Thanks, that worked. One strange thing I'm running into is that the FITSviewer won't debayer the image. The FITS field BAYERPAT is not set, but there's obviously a bayer pattern there. I figure I can correct this manually by adding the field value, but will that work? The files are a bit smaller than they were before the upgrade (they were 60MB, now they are 50)
There's FITS, RAW ... type Light. There's nothing that says mono or color like I've seen for other cameras. Compression is set to none, and in Image Info the bayer offset is 0,0 and the filter field is empty.
Understood, so additional info: My version of indi-full is still at 1.9.7 and refuses to go to 1.9.8, I don't know if this is an issue.

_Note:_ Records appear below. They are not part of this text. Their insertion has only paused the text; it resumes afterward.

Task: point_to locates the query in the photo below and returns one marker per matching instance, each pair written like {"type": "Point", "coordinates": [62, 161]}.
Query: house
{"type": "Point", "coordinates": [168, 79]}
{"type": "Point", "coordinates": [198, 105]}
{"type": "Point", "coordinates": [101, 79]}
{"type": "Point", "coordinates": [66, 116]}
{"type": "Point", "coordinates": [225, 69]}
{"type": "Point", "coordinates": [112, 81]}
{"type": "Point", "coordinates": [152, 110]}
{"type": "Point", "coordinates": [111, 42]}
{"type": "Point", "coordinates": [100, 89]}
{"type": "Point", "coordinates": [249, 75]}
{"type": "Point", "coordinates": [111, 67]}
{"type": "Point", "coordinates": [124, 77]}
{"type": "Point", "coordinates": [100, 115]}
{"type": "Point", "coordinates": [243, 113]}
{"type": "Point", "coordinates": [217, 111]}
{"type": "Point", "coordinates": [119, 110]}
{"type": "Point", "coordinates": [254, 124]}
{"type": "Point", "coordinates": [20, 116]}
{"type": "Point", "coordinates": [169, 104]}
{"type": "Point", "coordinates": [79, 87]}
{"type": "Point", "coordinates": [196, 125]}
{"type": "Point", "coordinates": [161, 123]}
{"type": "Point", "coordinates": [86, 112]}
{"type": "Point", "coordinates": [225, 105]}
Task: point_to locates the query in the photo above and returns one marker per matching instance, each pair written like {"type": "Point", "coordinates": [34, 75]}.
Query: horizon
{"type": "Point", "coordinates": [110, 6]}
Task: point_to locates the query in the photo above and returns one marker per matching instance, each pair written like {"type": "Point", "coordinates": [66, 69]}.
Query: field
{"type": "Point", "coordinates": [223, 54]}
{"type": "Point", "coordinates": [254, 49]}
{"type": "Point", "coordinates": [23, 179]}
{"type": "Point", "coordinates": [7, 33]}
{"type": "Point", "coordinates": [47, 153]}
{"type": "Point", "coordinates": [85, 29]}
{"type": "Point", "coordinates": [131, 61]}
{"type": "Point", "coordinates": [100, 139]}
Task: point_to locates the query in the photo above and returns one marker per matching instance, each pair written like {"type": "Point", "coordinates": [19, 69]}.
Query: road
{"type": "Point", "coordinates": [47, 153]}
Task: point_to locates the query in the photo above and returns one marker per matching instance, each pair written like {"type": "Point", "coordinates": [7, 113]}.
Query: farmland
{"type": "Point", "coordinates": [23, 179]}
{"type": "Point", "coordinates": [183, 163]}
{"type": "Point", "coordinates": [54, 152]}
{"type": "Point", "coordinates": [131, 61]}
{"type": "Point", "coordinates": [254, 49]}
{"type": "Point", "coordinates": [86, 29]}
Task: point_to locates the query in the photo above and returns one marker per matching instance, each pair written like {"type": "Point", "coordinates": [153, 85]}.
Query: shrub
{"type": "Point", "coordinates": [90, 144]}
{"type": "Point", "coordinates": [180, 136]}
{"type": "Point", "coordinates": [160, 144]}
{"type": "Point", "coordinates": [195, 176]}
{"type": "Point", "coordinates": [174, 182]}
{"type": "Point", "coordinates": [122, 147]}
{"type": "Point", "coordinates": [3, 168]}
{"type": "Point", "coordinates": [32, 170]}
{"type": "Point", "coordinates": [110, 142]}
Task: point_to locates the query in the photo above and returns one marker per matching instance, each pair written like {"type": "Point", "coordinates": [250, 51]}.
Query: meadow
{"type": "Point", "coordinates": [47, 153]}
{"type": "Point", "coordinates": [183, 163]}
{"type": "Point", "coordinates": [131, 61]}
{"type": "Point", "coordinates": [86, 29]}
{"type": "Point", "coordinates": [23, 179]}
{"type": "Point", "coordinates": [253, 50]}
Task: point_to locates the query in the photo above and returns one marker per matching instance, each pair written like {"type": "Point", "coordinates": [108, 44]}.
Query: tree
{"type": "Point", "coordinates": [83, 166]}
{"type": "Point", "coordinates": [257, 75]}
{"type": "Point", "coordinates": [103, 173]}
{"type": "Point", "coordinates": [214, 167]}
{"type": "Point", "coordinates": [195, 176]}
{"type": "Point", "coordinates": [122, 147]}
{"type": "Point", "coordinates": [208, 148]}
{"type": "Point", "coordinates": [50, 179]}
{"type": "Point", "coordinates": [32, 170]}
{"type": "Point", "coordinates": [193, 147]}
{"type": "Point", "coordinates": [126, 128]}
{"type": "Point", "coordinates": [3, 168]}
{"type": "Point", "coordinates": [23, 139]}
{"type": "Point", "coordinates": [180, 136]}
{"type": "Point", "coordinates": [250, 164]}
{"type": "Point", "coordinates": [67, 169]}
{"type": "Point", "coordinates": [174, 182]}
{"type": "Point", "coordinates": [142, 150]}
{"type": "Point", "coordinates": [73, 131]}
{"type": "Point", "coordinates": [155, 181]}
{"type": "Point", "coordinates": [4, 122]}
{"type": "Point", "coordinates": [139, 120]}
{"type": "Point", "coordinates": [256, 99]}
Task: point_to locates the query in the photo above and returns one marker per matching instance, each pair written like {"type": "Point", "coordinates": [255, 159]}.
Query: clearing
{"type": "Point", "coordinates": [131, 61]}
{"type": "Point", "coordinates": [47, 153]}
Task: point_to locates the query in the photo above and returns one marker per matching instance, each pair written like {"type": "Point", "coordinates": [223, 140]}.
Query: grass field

While this is being investigated - and I'll help however I can - what can I do to my FITS header so that say SIRIL and FITSviewer detect the bayer? It appears they depend on the property. Do I just need to set the BAYERPAT property in the FITS header? I know that it is RGGB.
This is resolved. I don't know how it happened exactly, but basically when the camera would crash I tried a bunch of things including deleting the config files.
I found a couple of debian packages to roll bakc to for indi-qhy and used those. They didn't work perfectly but they worked well enough for me to achieve what I needed (now the question is, am I missing information in my images? The images I took before all of this were 60mb, now they're 52 ... maybe I'm just overthinking it).
So, for whatever reason those drivers did not auto-detect/write the RGGB filter field into the configuration.
I deleted the configuration, rebuilt it, and now the filter was in there automatically. It should probably be called 'bayer pattern', not 'filter' under the bayer property.
My images can be fixed by running astfits from gnuastro, so I'm very happy about that.
This was a weird misadventure but I learned a lot.
It would really be good to have a repository available that makes things available for rollbacks though.